The activity of the spinal muscular atrophy protein is regulated during development and cellular differentiation

Francesca Gabanella1, Claudia Carissimi1, Alessandro Usiello2,3 and Livio Pellizzoni1,*

1Dulbecco Telethon Institute, Institute of Cell Biology (CNR), I-00016 Monterotondo Scalo, Rome, Italy, 2Department of Neuroscience, Karolinska Institutet, S-17177 Stockholm, Sweden and 3CEINGE Biotecnologie Avanzate, I-80145 Napoli, Italy

* To whom correspondence should be addressed. Tel: +39 0690091326; Fax: +39 0690091259; Email: livio.pellizzoni{at}ibc.cnr.it

Received September 14, 2005; Accepted October 12, 2005

Spinal muscular atrophy (SMA) is a lethal neuromuscular disease caused by reduced levels of expression of the survival motor neuron (SMN) protein. SMN is part of a macromolecular complex essential for the assembly of the small nuclear ribonucleoproteins (snRNPs) that carry out pre-mRNA splicing. Although the SMN complex has the potential to control the pathway of snRNP biogenesis, it is not known whether SMN function in snRNP assembly is regulated. Here, we analyze SMN interactions and function in mouse tissues and show that, when normalized per cell number, similar levels of the SMN complex are expressed throughout the ontogenesis of the central nervous system (CNS). Strikingly, however, SMN function in snRNP assembly in extracts does not correlate with its expression levels and it varies greatly both among tissues and during development. The highest levels of SMN activity are found during the embryonic and early postnatal development of the CNS and are followed by a sharp decrease to a basal level, which is then maintained throughout life.

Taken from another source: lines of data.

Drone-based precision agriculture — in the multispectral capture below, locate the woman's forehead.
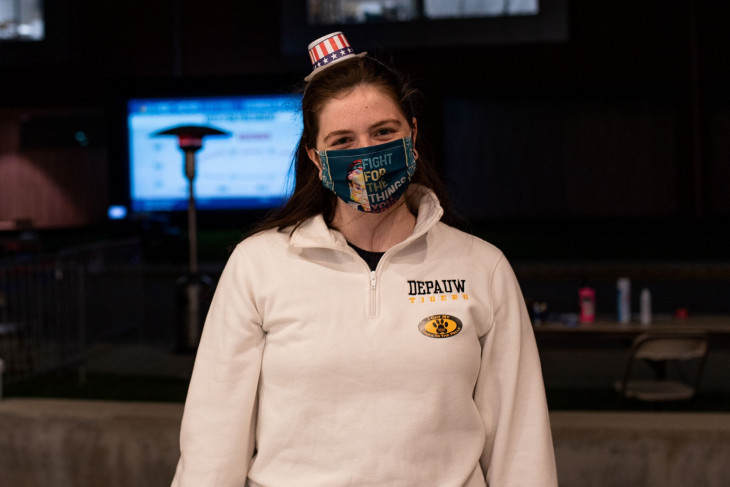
[319,85,405,127]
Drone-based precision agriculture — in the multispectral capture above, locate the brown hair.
[255,57,451,232]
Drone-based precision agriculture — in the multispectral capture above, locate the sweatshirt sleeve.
[474,255,557,487]
[172,245,264,487]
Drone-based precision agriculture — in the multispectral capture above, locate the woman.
[173,33,557,487]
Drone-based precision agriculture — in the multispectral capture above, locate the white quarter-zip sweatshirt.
[173,187,557,487]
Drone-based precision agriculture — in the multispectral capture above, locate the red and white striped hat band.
[304,32,367,81]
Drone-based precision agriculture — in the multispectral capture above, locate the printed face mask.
[317,136,416,213]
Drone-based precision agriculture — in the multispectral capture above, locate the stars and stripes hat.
[304,32,367,82]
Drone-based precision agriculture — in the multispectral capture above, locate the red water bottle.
[578,285,596,323]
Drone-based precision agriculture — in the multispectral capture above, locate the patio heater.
[154,125,229,352]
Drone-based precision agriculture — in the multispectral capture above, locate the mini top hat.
[304,32,367,82]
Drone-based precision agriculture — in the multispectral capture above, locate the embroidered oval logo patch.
[418,315,461,338]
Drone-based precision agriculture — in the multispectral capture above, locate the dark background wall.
[0,0,730,233]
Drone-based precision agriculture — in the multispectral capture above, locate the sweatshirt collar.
[290,184,444,248]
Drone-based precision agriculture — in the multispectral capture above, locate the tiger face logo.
[418,315,461,338]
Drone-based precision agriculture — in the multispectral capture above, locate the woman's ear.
[307,147,322,179]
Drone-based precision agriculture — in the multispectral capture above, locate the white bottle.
[616,277,631,323]
[639,288,651,325]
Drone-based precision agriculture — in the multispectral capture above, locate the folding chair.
[614,332,709,402]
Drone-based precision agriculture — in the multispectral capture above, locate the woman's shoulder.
[435,222,504,259]
[234,228,291,253]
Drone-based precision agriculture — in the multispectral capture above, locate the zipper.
[370,272,382,318]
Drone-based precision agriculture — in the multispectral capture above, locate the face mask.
[317,136,416,213]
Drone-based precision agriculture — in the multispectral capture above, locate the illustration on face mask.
[318,137,416,213]
[347,159,370,211]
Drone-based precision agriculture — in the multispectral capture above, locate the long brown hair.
[254,57,451,232]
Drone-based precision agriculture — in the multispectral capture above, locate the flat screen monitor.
[0,0,45,42]
[127,94,302,212]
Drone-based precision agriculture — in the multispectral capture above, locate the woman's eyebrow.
[324,130,352,141]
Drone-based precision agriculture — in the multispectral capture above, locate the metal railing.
[0,239,143,384]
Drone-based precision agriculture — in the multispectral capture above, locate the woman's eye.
[332,137,348,146]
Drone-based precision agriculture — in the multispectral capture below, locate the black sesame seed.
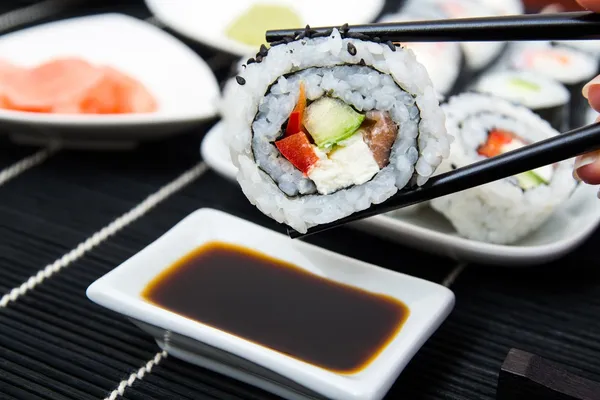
[348,42,356,56]
[258,44,269,57]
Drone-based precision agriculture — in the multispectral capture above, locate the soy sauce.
[143,242,409,374]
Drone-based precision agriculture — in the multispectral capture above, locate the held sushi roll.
[472,70,571,132]
[224,28,451,233]
[431,93,576,244]
[508,42,597,129]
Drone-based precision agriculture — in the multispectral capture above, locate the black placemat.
[0,0,600,400]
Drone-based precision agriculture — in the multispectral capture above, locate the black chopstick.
[266,11,600,42]
[287,122,600,239]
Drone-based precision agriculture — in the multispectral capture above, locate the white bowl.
[200,122,600,267]
[87,209,454,400]
[0,14,219,146]
[146,0,384,56]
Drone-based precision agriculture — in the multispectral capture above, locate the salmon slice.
[2,58,102,112]
[0,60,24,108]
[0,58,157,114]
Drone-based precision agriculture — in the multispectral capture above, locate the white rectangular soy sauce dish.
[87,209,454,400]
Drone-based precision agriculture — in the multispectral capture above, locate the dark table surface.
[0,0,600,400]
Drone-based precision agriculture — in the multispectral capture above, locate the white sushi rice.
[477,0,525,15]
[506,41,598,85]
[556,40,600,59]
[431,93,576,244]
[221,30,452,233]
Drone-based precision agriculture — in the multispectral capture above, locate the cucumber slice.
[510,78,540,92]
[515,171,548,190]
[303,97,365,148]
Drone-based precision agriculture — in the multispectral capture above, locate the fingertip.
[573,160,600,185]
[587,83,600,112]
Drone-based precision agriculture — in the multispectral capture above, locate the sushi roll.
[224,28,452,233]
[403,0,506,72]
[472,70,571,132]
[379,13,464,97]
[431,93,577,244]
[508,42,598,129]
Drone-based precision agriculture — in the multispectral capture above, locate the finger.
[573,151,600,185]
[581,75,600,112]
[577,0,600,12]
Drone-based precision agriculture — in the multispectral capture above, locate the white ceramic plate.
[146,0,384,56]
[200,122,600,267]
[0,14,219,150]
[87,209,455,400]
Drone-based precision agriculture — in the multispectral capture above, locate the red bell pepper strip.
[284,82,306,136]
[275,131,319,175]
[477,129,513,158]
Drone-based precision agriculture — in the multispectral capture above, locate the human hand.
[573,0,600,187]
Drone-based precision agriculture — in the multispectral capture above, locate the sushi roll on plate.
[379,13,464,97]
[471,70,571,132]
[402,0,506,72]
[508,42,598,129]
[431,93,577,244]
[223,28,452,233]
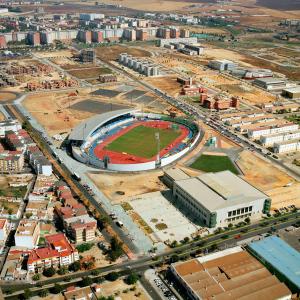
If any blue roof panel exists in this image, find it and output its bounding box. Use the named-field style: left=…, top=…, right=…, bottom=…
left=249, top=236, right=300, bottom=288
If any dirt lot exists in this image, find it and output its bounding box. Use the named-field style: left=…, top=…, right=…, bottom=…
left=95, top=45, right=151, bottom=61
left=23, top=90, right=98, bottom=135
left=216, top=83, right=276, bottom=104
left=144, top=76, right=181, bottom=97
left=0, top=92, right=17, bottom=102
left=68, top=67, right=112, bottom=79
left=97, top=279, right=150, bottom=300
left=88, top=170, right=166, bottom=204
left=237, top=151, right=300, bottom=209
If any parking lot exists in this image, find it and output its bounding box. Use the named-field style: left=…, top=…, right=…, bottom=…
left=130, top=192, right=199, bottom=242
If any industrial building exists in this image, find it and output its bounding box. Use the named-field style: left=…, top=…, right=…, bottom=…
left=273, top=138, right=300, bottom=154
left=247, top=123, right=299, bottom=140
left=260, top=130, right=300, bottom=147
left=159, top=37, right=198, bottom=47
left=171, top=247, right=292, bottom=300
left=253, top=78, right=295, bottom=91
left=208, top=59, right=237, bottom=72
left=249, top=236, right=300, bottom=293
left=165, top=171, right=271, bottom=228
left=282, top=86, right=300, bottom=99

This downregulation takes place in the spinal cord earlier than in the brain and coincides with the onset of myelination. Using model cell systems and pulse-labeling experiments, we further show that SMN activity and snRNP synthesis are strongly downregulated upon neuronal as well as myogenic differentiation, and linked to the rate of global transcription of postmitotic neurons and myotubes. These results demonstrate that the SMN complex activity in snRNP assembly is regulated and point to a differential requirement for SMN function during development and cellular differentiation.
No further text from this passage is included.